L'attrice parla dell'incubo vissuto quando era studentessa

Sophia Zaccaron

Sophia Zaccaron

Morbegno (Sondrio), 27 giugno 2019 -  «Avevo 15 anni, andavo a scuola in treno e, nel tragitto tra Ponte in Valtellina, dove risiedevo, e Morbegno dove frequentavo il liceo artistico Ferrari, sono stata violentata da 6 compagni di classe. Eravamo soli in treno, partito dalla stazione di Tirano, di mattina presto, uno di quei treni vecchi che viaggiavano con le porte aperte, senza luce...». È il racconto dell’incubo vissuto da Sophia Zaccaron, oggi attrice 28enne, di origini venete che ora risiede a Roma, dove lavora.
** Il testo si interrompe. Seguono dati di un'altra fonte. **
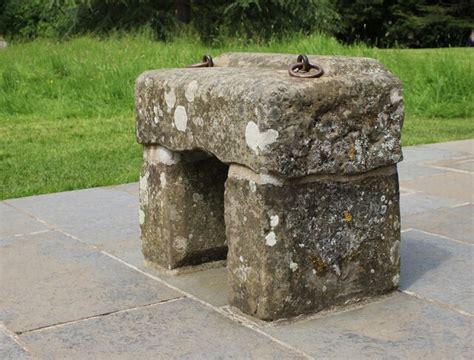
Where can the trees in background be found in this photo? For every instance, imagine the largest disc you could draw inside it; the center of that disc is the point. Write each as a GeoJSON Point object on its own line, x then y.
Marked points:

Mentre la mamma Norma, operatrice culturale, continua a vivere a Ponte in Valtellina.

«Loro mi hanno immobilizzata, mi hanno drogata - ricorda la giovane che rivela la presunta aggressione (“presunta” perchè non fu mai presentata denuncia, ndr) a distanza di 13 anni - con qualche sostanza che non conosco, usando una siringa “conficcata” nel braccio e poi ho iniziato a perdere conoscenza. E, a quel punto, hanno abusato di me. Mi sono risvegliata, in uno stato di torpore, pressochè a Colico, oltre la stazione dove avrei dovuto scendere per recarmi alle lezioni, tutta nuda, sporca, i miei vestiti ammucchiati sotto il sedile. Io mi sono ripresa, spaventata, mi sono rivestita in fretta e, appena in tempo, sono scesa dal treno, prima che ripartisse, uno di quei treni non come alcuni di quelli di oggi che hanno le telecamere all’interno dei vagoni...».
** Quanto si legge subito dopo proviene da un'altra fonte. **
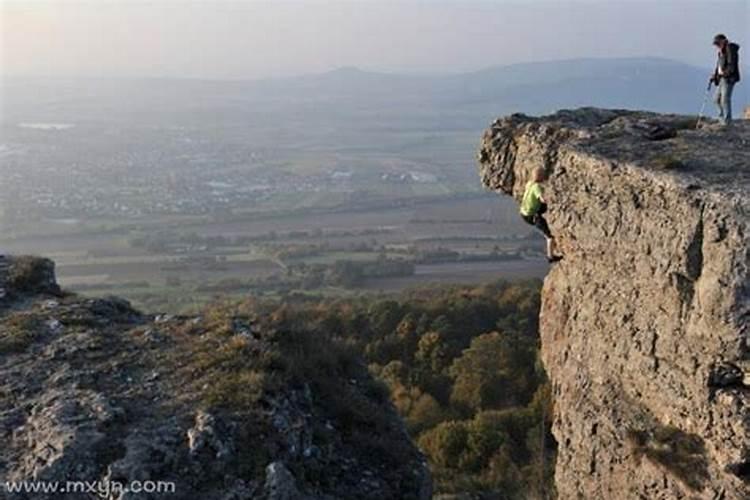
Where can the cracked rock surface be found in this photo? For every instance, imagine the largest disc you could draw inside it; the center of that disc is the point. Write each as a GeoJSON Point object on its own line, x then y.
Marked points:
{"type": "Point", "coordinates": [93, 390]}
{"type": "Point", "coordinates": [644, 323]}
Ma perchè per noi incomprensibile la decisione di non denunciare, all’epoca, un fatto tanto grave? «Non ho detto nulla per anni. Non sono più andata a scuola, al liceo di Morbegno, finchè non mi sono poi trasferita da mio padre in Veneto. Ora, alla domanda se mi succedesse oggi, cosciente di ciò che vado consigliando, è difficile dire cosa farei. In ogni caso è una situazione complicata, soprattutto perchè mi ritrovo davanti a tante persone, troppe per reagire, ma se mi accadesse ora, di sicuro andrei alla Polizia». E va oltre: «Non lo farei diventare un caso mediatico perchè non mi interesserebbe avere visibilità, in quanto vittima e non mi importerebbe gettare onta su nessuno. Solo portare il caso in Tribunale e cercare di ottenere giustizia».
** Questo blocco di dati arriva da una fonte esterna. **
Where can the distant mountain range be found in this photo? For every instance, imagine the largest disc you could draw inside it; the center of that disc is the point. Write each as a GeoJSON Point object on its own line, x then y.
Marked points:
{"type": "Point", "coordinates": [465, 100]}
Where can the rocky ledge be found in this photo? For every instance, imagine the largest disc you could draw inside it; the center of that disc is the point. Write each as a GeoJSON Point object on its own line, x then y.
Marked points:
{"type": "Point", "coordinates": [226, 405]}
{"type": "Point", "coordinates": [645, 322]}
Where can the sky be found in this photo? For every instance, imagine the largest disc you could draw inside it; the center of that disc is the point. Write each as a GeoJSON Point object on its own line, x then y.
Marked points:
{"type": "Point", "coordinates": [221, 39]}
Perchè il video? «L’ho fatto - spiega Sophia - non per raccontare ciò che mi è successo fine a se stesso tanti anni fa, ma per fare capire a chi si ritrova a fare i conti con questa realtà che è la nostra reazione che cambia le cose. Che dobbiamo farci leoni e affrontare le avversità a testa alta, che la paura non fa altro che rallentare, erodere, bloccare l’autostima e dà la possibilità all’aggressore di agire indisturbato. È importante credere in noi stessi, farci valere e darci il rispetto che meritiamo».